This is a height-optimizing "tabulator" program that can reduce output terminal scrolling by several dozen times. (E.g., 40..80 per row for 1 byte columns.)
$ seq 1 84|flow # Run on an 80-column terminal
1 4 7 10 13 16 19 22 25 28 31 34 37 40 43 46 49 52 55 58 61 64 67 70 73 76 79 82
2 5 8 11 14 17 20 23 26 29 32 35 38 41 44 47 50 53 56 59 62 65 68 71 74 77 80 83
3 6 9 12 15 18 21 24 27 30 33 36 39 42 45 48 51 54 57 60 63 66 69 72 75 78 81 84
3 rows instead of 84. 84/3 = 28.0.
flow [optional-params]
Read maybe utf8-colored lines from input & flow them into shortest height table
of top-to-bottom, left-to-right columns & write to output.
Options:
-i=, --input= string "" use this input file; ""=>stdin
-o=, --output= string "" use this output file; ""=>stdout
-p=, --pfx= string "" pre-line prefix (e.g. indent)
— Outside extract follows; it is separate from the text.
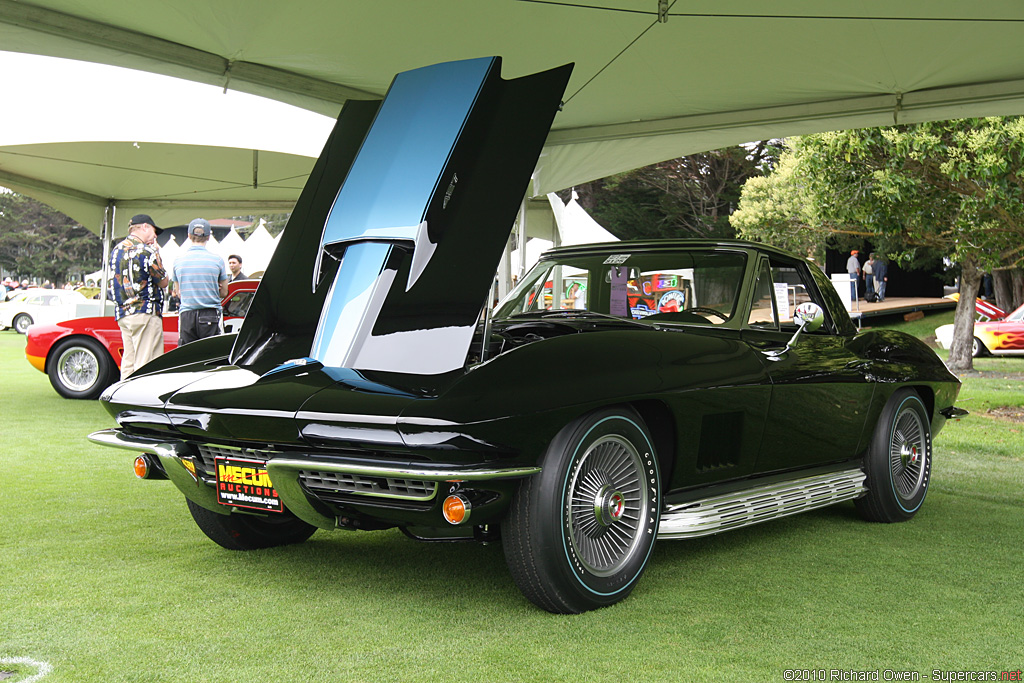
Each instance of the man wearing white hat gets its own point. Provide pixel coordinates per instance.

-w=, --width= int 0 rendered width; 0: auto; <0: auto+THAT
-g=, --gap= int 1 max inter-column gap; <0: 1-column
-b, --byLen bool false sort by printed-length of row
-m=, --maxPad= int 99 max per-column padding
GNU/BSD column
does something similar but does not support a concept of
printed/rendered length (i.e. utf8/ANSI SGR color escape sequences).